HR Can “Uber-ize” Recruitment
Just like Uber revolutionized the transport industry, an Uber-like approach to hiring is what will give recruitment a much needed boost. Wholesale evolution leading to a faster, cheaper, more reliable mechanism for hiring will come by embracing marketplace economics and leveraging the power of data science and machine learning (systems that can make sense of vast volumes of data that were impossible until only recently) to quickly and easily identify the best candidates for specific jobs.

Then the screening and the “selling” of the job to a candidate will be handled by experienced recruiters to save employers time and maximize the chance of a successful hire. This model will mark the true paradigm shift in recruitment as it empowers the three stakeholders in all recruitment processes: the employer, the recruiter and the candidate.

It will take time for digital innovations to be common place; it’s still early days. Substantial investment has been made in existing models, RPOs and internal teams. It will take time to realize that however these are organized, they are ineffective and inefficient. There is a better way now.

Hire on Culture: Interview Only Those Capable, Interested and Excited
The true power and value of digital recruitment to HR and talent managers comes from the automation of the time-intensive, complex parts of recruitment. Vetting candidates and making sure they have sufficient experience and the right skills is important; however, it’s not the best use of a busy HR manager’s time.

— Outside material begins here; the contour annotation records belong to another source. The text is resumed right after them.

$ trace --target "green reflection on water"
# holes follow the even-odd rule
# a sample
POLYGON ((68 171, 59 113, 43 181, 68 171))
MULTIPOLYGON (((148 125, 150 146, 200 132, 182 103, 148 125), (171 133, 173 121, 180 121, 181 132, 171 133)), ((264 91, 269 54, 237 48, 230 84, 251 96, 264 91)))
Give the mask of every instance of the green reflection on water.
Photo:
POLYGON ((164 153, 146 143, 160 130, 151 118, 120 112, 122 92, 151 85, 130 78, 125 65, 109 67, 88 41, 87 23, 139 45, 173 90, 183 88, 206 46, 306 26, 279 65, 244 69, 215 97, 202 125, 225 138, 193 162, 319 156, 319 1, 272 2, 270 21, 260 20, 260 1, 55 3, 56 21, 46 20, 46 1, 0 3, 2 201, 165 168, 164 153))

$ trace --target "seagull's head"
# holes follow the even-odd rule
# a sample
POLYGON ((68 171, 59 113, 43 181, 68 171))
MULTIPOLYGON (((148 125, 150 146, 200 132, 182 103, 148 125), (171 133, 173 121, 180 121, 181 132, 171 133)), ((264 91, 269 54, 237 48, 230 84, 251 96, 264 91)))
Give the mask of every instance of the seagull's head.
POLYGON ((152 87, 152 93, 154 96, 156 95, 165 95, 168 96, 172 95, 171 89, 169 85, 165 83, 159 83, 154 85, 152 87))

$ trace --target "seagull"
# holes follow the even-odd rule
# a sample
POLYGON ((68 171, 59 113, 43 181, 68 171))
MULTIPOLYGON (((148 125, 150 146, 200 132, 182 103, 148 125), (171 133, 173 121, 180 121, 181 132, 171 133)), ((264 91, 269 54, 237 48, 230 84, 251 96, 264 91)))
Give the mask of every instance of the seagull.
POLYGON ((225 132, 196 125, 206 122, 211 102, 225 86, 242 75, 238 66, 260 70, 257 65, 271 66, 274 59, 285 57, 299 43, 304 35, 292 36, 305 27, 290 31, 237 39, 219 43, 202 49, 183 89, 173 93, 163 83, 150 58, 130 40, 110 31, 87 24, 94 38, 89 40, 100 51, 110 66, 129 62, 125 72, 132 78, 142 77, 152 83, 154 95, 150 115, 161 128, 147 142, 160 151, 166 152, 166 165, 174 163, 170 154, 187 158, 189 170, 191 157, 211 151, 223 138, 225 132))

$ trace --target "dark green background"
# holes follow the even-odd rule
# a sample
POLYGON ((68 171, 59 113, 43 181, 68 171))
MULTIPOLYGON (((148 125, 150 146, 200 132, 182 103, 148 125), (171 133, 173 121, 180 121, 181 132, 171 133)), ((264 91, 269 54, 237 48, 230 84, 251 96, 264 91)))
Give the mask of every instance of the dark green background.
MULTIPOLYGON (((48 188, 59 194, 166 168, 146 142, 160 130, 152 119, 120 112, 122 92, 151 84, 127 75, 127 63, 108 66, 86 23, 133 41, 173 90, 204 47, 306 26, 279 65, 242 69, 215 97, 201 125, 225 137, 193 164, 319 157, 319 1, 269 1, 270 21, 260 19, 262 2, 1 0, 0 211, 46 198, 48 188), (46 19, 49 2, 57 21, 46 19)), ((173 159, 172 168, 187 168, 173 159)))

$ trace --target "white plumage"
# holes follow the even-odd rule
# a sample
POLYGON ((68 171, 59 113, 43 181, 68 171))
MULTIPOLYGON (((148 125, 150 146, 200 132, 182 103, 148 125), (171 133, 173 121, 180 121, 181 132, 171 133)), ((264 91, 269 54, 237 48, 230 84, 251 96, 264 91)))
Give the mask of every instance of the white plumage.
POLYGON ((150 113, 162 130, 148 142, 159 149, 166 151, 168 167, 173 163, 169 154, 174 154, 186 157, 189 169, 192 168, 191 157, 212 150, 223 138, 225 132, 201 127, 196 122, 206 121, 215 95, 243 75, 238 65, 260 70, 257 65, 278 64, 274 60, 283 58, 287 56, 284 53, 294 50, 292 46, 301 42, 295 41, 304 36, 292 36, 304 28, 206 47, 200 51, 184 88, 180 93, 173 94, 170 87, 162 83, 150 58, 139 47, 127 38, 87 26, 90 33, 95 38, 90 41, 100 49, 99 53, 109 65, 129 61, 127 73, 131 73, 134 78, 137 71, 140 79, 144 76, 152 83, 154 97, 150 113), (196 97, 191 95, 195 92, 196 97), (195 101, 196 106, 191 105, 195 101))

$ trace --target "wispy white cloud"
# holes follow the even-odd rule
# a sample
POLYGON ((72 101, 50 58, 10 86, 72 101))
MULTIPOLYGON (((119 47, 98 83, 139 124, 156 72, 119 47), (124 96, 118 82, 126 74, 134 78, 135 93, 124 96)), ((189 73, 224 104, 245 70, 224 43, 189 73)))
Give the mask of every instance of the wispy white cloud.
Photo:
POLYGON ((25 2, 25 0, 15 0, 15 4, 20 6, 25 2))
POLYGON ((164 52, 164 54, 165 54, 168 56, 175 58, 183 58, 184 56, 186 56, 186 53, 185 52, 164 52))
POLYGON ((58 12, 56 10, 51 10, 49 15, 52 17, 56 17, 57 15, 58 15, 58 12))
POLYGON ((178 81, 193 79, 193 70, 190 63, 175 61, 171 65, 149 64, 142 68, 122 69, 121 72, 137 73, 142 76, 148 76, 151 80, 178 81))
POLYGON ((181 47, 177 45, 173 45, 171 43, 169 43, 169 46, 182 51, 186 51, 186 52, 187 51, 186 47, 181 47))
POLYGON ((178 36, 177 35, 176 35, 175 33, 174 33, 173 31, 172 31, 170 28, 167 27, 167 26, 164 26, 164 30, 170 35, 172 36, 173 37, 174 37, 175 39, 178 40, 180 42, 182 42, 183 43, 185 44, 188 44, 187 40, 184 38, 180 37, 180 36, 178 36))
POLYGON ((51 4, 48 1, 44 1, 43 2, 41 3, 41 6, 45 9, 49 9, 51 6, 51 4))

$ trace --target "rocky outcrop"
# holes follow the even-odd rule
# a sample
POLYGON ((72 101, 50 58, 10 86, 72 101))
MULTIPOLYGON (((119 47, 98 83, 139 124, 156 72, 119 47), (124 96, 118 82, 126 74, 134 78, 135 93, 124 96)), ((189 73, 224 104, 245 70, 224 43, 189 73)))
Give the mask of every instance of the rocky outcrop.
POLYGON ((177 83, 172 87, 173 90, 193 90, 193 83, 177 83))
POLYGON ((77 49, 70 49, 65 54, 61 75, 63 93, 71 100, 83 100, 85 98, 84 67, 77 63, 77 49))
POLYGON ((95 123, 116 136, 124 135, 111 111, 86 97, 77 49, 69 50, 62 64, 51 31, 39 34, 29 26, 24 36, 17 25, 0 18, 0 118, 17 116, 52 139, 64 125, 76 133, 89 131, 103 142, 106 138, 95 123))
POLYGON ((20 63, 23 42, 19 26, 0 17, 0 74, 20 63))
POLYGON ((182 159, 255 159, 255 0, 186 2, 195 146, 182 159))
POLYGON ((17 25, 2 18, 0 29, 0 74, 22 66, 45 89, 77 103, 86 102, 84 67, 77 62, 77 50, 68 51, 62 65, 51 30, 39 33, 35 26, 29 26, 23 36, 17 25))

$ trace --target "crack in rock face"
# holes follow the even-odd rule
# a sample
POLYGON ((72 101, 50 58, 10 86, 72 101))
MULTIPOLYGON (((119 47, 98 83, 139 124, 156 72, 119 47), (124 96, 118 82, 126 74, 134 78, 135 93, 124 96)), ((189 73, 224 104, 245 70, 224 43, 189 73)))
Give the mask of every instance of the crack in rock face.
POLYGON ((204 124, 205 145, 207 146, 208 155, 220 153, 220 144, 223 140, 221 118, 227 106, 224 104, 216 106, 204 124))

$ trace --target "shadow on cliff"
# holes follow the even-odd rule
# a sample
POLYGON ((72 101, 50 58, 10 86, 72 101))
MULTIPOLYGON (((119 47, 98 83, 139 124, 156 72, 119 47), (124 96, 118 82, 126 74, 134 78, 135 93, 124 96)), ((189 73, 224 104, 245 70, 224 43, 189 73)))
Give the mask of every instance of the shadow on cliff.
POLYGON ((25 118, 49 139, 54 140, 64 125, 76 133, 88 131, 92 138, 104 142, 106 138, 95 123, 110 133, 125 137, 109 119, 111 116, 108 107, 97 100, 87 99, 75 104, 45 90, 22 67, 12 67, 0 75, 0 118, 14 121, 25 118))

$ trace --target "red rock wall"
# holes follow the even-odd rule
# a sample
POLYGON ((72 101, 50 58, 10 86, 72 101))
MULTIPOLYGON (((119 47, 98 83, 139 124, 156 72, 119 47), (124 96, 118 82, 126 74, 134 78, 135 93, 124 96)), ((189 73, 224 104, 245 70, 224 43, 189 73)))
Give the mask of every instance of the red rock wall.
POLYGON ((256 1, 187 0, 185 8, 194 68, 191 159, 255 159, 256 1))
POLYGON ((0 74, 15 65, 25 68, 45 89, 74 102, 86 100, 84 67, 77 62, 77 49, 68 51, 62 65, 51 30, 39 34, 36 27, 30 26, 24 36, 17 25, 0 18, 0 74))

The role and value of technology is to make it easier to define and identify the perfect candidate for a role. To do this, you need a gigantic pool of highly-detailed and rich candidate information and cutting-edge search technologies. Short-listing is quick and easy.

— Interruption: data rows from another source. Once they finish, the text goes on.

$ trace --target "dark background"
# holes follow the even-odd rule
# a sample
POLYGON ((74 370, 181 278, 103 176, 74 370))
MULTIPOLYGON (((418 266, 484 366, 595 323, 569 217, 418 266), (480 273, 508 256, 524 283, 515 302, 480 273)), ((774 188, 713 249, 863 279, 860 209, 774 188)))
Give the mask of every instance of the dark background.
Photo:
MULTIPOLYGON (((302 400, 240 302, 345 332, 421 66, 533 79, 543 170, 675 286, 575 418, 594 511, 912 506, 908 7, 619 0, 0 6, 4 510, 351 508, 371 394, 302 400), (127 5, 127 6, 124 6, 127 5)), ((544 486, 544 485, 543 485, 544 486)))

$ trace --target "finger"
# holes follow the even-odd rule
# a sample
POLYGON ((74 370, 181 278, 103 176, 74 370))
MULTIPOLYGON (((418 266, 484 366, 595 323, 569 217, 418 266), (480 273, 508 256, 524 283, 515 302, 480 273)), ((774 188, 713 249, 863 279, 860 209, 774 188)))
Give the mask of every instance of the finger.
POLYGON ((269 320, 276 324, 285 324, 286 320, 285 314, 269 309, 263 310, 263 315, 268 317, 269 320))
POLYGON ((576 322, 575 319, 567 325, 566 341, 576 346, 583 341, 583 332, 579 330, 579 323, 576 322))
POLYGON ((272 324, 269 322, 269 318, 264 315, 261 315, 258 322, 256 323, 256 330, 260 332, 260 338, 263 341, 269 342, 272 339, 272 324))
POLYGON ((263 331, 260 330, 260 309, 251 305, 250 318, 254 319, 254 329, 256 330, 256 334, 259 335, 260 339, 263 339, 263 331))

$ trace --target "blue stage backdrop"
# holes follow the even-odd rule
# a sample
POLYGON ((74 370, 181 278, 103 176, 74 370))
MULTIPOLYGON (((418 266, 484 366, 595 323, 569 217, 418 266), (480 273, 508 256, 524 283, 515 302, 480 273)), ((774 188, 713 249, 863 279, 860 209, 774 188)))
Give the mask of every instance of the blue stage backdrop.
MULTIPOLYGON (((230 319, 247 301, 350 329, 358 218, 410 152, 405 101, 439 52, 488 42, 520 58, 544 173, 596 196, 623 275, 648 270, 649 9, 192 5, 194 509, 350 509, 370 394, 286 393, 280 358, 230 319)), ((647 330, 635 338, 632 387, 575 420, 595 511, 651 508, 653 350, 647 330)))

The quickest way to then get a candidate to interview is to use a skilled professional who has a pre-existing relationship. Let them make the call while you do more important things. Importantly, everyone selected for interview should be pre-screened for interest, capability and excitement so that you decide based on cultural fit—a job best left for humans.

Stop Choosing the Best of a Bad Bunch (Slowly)
Instead, choose the best of a GREAT bunch (quickly).

We all know that the productivity of a great candidate far outweighs that of an average one. A good hire is worth its weight in gold. Imagine this: instead of taking two to three months to hire, it takes four weeks—half the time. Think of what you could do with that time: be more productive, profitable, and charitable.

Every innovation will be judged on its ability to improve upon the previous models. The time is now right for the HR industry to step past the allure of small innovations, and embrace true change and a new approach to hiring that is better, faster, easier and cheaper.

Ben Hutt is CEO of the digital recruitment marketplace The Search Party.